La montaña mágica, de Thomas Mann. No es el único gran título alemán que tengo pendiente.

¿Sabes de algún libro extranjero que habría que traducir con urgencia, o alguno descatalogado o muy desconocido que haya que reeditar para bien del mundo?

En Valencia estamos celebrando el año de Carmelina Sánchez-Cutillas (1927-2009). Creo que la traducción de su obra al castellano y la publicación de una edición bilingüe sería una fantástica noticia para dar a conocer a esta escritora a un público más amplio.

Algún vicio inconfesable sobre libros (subrayar, tirar a la basura, robar, gastarte lo que no tienes, esconder los libros que compras para que no te riñan en casa, hacer listas y hasta estadísticas con los libros que lees, leer hasta el ISBN y el colofón…)

Hago montones con libros por toda la casa, columnas inestables sobre cualquier superficie. Me cuesta guardarlos, almacenarlos ordenadamente. Acaban desparramados felizmente por todas partes.

Define tu perfil de librero/a ideal: tímido/a, parlanchín/a, con un ordenador en la cabeza, sabelotodo, a la última, clásico/a…

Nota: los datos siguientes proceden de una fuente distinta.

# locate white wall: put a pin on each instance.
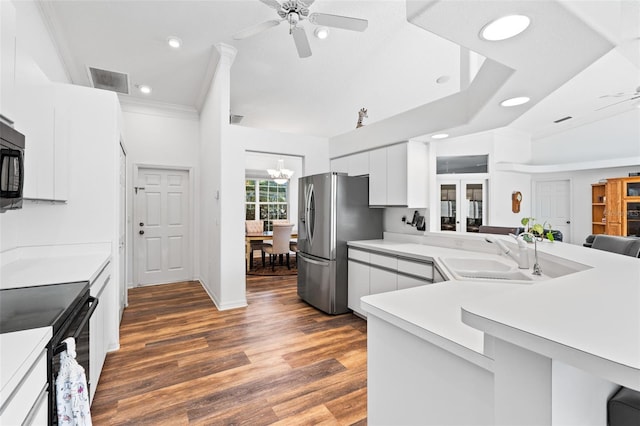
(32, 35)
(157, 137)
(609, 138)
(223, 150)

Me gustan las libreras que se acuerdan de ti cuando vuelves a la librería, las que te preguntan qué te pareció el libro que compraste la última vez, las que quieren conocerte para aconsejarte mejor.

¿Qué tiene que tener una librería para que te apetezca volver a ella?

Una nutrida sección de poesía, que vaya más allá de los clásicos escolares y no se deje obnubilar por superventas poéticos.

Recomiéndanos, por favor, un clásico (o varios), y un libro reciente.

La plaça del Diamant, de Mercè Rodoreda, es un clásico maravilloso y necesario. Si pienso en un libro reciente, aunque ya no tan reciente, me viene a la cabeza la arrolladora Lectura fácil, de Cristina Morales. Un descubrimiento inmenso.

[Y la pregunta 10 la lanza Maria Jose Graciá, nuestra querida “Majo“, de la Librería El Puerto (Sagunto, Valencia):]

“Me encantaría saber cómo es tu proceso creador. Si tienes algún ritual, si llevas siempre una libreta a cuestas y anotas mientras vas en el bus o te grabas si te viene alguna idea, o si en cambio eres más organizada y planificas más las horas que le dedicas y escribes en tu escritorio con un tipo de boli específico, con algún disco de fondo… en definitiva, cómo sueles escribir: procesos y rituales. Y como pequeño extra, si se puede, poeta referente de nuestra tierra”.

Existen pocas costumbres inamovibles en mi proceso de escritura, por ejemplo, alterno la escritura a mano con la escritura en el ordenador. Pero, si escribo a mano, utilizo siempre un bolígrafo de tinta líquida Pilot V5 lila (o azul). El modo en que esparce la tinta me parece una metáfora de la fluidez con me gustaría que emergieran las palabras. Estos bolis constituyen casi un fetiche para mí.

Con respecto a la poesía de nuestra tierra: en castellano, la obra de Francisca Aguirre constituye un faro importantísimo; en valenciano, Teresa Pascual es una de mis poetas de referencia.